Tulisan ini adalah tulisan pertama di blog ini di tahun 2020, sekaligus menjadi refleksi dan catatan perjalanan di usia ke-24. Hei, welcome!
Jika tahun lalu cerita di blog ini dengan
latar belakang Kota Medan, maka tahun ini akan berbeda. Tepat di usia ke 24
kemarin, aku resmi berpindah tempat: tempat kerja, tempat tinggal, dan mungkin
tempat bertumbuh kedepannya.
Sejujurnya tidak terbesit sama sekali untuk
pindah secepat ini, pun tidak berekspektasi muluk-muluk. Nah, kebetulan, karena
di Bogor seorang diri (tidak ada teman, atau rekan kerja in peer wkwk), aku
sering jalan-jalan keluar keliling kampung di sekitar sini atau mengunjungi
kafe dan tempat perbelanjaan. Di kantor… mmmm… karena pandemic, banyak rekan
kerja yang WFH, FYI aku masih ‘anak baru’ sehingga harus melakukan penyesuaian
di kantor bersama rekan diluar divisi. Sejujurnya mengalami kesepian dan agak
sedikit frustasi (haha), tapi hamdalah bisa sedikit luwes karena (mungkin) sudah
belajar hal ini sebelumnya.
Di kantor yang sangat homy ini, aku merasa
damai: bisa menghirup udara segar di tengah kota Bogor yang masih rindang,
gemericik kolam ikan di depan ruang kerja, hujan tiap hari, dan suara air kolam
renang yang tenang. Aku terpikir untuk menuliskan cerita perjalanan usiaku yang
ke-24 dari setahun terakhir.
Pertama, mengenai diri sendiri
Suatu hal yang terbesit dalam pikiranku ketika
merefleksikan diri adalah: you changed a lot.

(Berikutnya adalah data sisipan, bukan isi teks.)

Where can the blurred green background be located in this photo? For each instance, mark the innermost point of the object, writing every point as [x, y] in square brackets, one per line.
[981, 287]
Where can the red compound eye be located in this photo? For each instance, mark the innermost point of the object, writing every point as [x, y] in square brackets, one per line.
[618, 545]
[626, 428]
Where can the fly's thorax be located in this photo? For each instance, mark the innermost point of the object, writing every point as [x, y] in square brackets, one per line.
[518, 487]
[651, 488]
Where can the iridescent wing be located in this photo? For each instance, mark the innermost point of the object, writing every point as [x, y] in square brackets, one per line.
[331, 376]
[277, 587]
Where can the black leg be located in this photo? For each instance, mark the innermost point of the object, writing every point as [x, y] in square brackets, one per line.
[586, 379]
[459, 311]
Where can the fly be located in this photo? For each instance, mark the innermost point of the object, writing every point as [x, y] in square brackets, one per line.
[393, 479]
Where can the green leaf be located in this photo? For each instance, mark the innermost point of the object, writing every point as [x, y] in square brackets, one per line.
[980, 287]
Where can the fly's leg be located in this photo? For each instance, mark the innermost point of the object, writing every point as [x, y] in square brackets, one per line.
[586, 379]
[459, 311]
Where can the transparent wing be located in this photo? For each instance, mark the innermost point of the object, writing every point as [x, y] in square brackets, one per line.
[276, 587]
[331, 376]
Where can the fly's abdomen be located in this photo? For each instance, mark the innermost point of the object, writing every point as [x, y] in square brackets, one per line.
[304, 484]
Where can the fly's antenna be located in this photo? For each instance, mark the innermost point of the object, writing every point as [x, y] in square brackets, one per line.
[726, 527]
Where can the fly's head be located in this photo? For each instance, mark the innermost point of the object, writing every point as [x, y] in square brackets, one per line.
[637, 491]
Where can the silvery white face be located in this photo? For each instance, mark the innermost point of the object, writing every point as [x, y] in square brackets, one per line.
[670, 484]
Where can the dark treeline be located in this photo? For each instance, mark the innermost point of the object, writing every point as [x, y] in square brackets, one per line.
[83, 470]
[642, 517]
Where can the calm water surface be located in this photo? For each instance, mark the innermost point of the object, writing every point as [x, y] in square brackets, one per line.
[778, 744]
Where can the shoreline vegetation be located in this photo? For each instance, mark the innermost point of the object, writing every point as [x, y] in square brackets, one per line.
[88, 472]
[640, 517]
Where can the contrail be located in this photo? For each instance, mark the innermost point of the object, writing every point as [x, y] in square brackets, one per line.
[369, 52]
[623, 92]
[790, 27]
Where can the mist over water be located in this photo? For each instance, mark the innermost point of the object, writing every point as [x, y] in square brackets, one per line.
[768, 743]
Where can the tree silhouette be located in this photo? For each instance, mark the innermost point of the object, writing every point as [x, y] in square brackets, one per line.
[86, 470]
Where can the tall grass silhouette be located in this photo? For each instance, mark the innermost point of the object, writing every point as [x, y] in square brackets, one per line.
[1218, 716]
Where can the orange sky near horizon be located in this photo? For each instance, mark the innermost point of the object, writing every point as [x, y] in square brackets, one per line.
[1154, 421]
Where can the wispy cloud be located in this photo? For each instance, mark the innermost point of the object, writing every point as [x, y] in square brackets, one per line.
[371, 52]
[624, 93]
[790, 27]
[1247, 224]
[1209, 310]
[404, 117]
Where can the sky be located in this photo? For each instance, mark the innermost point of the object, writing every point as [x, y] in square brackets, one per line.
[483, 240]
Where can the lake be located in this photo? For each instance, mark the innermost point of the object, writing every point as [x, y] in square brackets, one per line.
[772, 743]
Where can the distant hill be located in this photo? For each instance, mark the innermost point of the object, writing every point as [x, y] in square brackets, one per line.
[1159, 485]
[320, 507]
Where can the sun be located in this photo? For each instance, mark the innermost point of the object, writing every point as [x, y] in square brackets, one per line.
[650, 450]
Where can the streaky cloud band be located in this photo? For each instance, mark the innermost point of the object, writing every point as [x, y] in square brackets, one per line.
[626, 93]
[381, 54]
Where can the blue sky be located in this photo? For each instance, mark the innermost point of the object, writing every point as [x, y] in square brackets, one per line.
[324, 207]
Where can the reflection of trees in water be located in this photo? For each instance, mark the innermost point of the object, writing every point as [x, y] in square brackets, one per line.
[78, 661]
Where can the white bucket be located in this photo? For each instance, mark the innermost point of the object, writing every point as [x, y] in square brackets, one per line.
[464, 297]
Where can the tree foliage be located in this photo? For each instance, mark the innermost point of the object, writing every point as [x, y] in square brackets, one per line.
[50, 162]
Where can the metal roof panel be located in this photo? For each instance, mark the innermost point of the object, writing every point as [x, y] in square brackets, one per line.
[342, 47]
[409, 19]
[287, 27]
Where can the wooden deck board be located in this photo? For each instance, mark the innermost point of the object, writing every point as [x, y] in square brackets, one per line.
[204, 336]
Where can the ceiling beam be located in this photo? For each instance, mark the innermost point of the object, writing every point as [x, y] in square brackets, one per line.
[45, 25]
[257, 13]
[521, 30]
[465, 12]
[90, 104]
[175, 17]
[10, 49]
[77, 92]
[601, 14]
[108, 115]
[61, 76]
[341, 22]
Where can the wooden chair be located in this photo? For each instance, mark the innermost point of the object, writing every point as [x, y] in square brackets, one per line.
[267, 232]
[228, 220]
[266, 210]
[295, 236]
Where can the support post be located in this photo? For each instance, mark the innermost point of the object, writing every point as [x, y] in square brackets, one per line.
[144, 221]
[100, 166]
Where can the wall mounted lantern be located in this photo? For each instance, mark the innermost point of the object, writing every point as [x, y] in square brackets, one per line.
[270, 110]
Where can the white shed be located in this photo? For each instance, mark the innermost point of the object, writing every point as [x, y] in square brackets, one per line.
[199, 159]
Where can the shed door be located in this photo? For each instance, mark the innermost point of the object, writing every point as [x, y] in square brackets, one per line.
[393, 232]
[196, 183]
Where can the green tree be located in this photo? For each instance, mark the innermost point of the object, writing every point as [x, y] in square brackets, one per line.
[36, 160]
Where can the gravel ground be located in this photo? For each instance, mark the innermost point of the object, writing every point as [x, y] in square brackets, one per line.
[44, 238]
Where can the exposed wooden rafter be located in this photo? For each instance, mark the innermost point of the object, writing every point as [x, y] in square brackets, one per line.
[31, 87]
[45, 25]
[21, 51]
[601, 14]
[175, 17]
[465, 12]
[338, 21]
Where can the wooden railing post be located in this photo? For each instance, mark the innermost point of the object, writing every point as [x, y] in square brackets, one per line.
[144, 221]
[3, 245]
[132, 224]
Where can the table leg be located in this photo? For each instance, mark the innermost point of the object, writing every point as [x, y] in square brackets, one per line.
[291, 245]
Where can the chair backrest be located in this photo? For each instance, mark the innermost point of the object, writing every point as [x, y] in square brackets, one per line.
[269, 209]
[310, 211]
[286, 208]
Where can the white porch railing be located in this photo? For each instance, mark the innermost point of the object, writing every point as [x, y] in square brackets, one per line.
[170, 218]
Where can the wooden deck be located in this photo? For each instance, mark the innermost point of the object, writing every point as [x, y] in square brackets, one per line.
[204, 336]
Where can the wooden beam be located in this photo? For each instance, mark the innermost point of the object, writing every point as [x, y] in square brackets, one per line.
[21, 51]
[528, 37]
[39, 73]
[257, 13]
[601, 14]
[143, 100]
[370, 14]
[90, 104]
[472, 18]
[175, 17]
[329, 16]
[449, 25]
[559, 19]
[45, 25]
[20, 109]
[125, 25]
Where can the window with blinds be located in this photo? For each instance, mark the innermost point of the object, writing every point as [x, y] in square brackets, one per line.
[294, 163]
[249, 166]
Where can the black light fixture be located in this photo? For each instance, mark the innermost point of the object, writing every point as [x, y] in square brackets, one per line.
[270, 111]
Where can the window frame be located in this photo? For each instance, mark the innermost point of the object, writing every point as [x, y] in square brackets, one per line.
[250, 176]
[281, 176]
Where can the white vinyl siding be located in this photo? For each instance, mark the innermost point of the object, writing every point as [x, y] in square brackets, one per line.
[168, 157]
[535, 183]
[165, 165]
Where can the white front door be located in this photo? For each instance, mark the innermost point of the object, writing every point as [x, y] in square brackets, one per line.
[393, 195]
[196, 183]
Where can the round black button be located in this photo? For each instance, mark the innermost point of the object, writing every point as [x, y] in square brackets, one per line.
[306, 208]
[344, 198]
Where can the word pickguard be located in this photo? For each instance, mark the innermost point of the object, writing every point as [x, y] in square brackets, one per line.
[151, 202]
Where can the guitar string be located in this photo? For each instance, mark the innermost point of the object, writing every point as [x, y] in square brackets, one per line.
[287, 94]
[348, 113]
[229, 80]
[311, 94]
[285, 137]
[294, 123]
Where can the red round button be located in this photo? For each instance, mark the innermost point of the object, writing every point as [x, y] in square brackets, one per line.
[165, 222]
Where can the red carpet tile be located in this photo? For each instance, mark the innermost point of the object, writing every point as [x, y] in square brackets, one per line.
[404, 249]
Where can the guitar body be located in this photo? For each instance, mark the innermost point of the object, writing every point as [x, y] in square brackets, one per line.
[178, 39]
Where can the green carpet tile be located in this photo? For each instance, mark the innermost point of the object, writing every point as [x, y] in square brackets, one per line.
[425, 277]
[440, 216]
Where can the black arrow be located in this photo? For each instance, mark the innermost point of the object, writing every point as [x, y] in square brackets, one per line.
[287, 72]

Jika ditanya apa yang cukup berkontribusi
mengubah perspeksi soal diri dan hal-hal yang dijalani, pasti jawabanku adalah
ketika mengikuti Pendidikan di Univ Sanata Dharma, KKN, blok 2, dan bekerja untuk
Unilever. Tapi hal itu merupakan alasan eksternal yang bisa jadi tidak valid. Pandemic
ini mengharuskan sering-sering di rumah,
tidak pergi-pergi, bertemu orang hanya secara virtual, dan.. menurutku itu
adalah momen yang sangat cocok untuk ‘metani’ diri sendiri. Apalagi posisiku
saat itu di Medan dan benar-benar tidak dengan lingkungan lamaku, aku-sendirian-bersama
orang-orang baru.
Ketika merefleksikan diri sendiri 4 tahun
yang lalu, jauh lama di usia yang belum menginjak kepala dua, sepertinya banyak
hal yang bisa ditertawakan. Dulu menganggap setiap hari harus produktif, harus
menghasilkan, harus memberikan kontribusi. Tapi lupa tidak memberikan
kontribusi (secara batin) untuk diri sendiri. 4 tahun lalu sepertinya masih
haus akan validasi dari orang lain, dan membuat diri tidak tenang, seolah-olah
kegagalan adalah suatu aib besar.
Namun jika dulu tidak sekeras itu terhadap
diri sendiri, mungkin juga tidak bisa di titik yang sekarang. Tapi ada hal yang
membuatku cukup tergelitik: sebenernya yang kamu cari tuh apa sih, Fut?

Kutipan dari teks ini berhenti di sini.